Directed by Nicholas Stoller, The Five-Year Engagement had one wonderful thing going for it. It’s the reason all women flock to the cinema: the delightful and loveable Jason Segel who plays Tom, the selfless good guy fiancé of the selfish, boring, and thoughtless shrew that is Violet (Emily Blunt).

Engaged after a year, the wedding is put off for Violet to follow her dreams and the two move to Michigan where she is offered an important position.

Firstly, the film is far too long.  The second and most unappealing and appalling problem is the message it sends to women: ‘you should get married and it’ll all work out in the end’ no matter how bad or dysfunctional that relationship is.

Writers Segel and Stoller have completely underestimated their female target audience. There’s no concept of a real future between Tom and Violet and at no point do they actually have a conversation that has any meaning whatsoever.  They are distant and clearly fall out of love. They are completely infuriating and insipid.

For a romantic comedy it was neither romantic nor comedic nor was it quirky or witty. The jokes are crass and fall completely flat to the point where several people left the cinema.  I wish I was one of them. It followed with running gags that didn’t make anyone laugh the first time let alone any time after. Instead the audience was left shaking their heads in disbelief of its pure stupidity.
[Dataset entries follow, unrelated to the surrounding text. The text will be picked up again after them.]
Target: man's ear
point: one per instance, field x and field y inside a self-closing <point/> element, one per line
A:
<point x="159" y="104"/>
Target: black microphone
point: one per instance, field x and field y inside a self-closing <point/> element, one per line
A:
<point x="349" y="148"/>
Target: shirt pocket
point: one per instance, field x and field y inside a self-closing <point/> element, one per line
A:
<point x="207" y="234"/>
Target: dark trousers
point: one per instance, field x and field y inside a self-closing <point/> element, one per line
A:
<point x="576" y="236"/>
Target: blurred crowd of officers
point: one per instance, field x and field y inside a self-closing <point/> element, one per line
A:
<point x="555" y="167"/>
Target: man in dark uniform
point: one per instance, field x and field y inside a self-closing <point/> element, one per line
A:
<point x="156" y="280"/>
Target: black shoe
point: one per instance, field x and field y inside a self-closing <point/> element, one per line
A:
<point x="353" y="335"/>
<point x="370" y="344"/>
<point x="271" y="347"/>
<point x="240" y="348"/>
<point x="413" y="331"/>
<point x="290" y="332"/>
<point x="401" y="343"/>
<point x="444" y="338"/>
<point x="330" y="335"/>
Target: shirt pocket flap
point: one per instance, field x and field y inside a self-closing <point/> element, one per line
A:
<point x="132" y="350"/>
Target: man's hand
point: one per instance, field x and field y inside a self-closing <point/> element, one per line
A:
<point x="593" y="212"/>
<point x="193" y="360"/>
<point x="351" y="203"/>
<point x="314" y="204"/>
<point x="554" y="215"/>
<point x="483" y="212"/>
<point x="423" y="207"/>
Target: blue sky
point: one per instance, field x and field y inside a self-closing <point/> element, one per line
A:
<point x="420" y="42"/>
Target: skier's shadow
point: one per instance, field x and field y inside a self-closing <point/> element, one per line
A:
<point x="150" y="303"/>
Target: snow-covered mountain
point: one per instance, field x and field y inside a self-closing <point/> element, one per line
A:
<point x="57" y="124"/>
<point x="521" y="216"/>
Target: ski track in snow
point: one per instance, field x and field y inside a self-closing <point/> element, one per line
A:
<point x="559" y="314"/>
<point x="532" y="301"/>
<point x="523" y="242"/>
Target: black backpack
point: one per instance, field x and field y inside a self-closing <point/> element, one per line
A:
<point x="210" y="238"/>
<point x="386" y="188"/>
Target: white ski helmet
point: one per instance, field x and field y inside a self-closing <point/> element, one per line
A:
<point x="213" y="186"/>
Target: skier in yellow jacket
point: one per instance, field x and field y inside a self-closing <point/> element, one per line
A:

The characters were unbelievable and their story just plain pathetic bordering on idiotic.

Fans of Jason Segel should avoid this utter disgrace so his goofy, fun loving image isn’t tarnished for the rest of time.  This is his Battlefield Earth. The dialogue is trite and there were awkward gaps for no good reason, other than the script itself was as poor as the cast.

Its pure badness was a complete disappointment as its main idea of a long engagement, could and would have made a really wonderful story but was unapologetically dumbed down to appeal to basic, unintelligent individuals who have no concept of reality.   Aiming to please the lowest common denominator of human detritus leaves little enjoyment for anyone else.

The Five Year Engagement was released in cinemas on 3 May through Universal Pictures.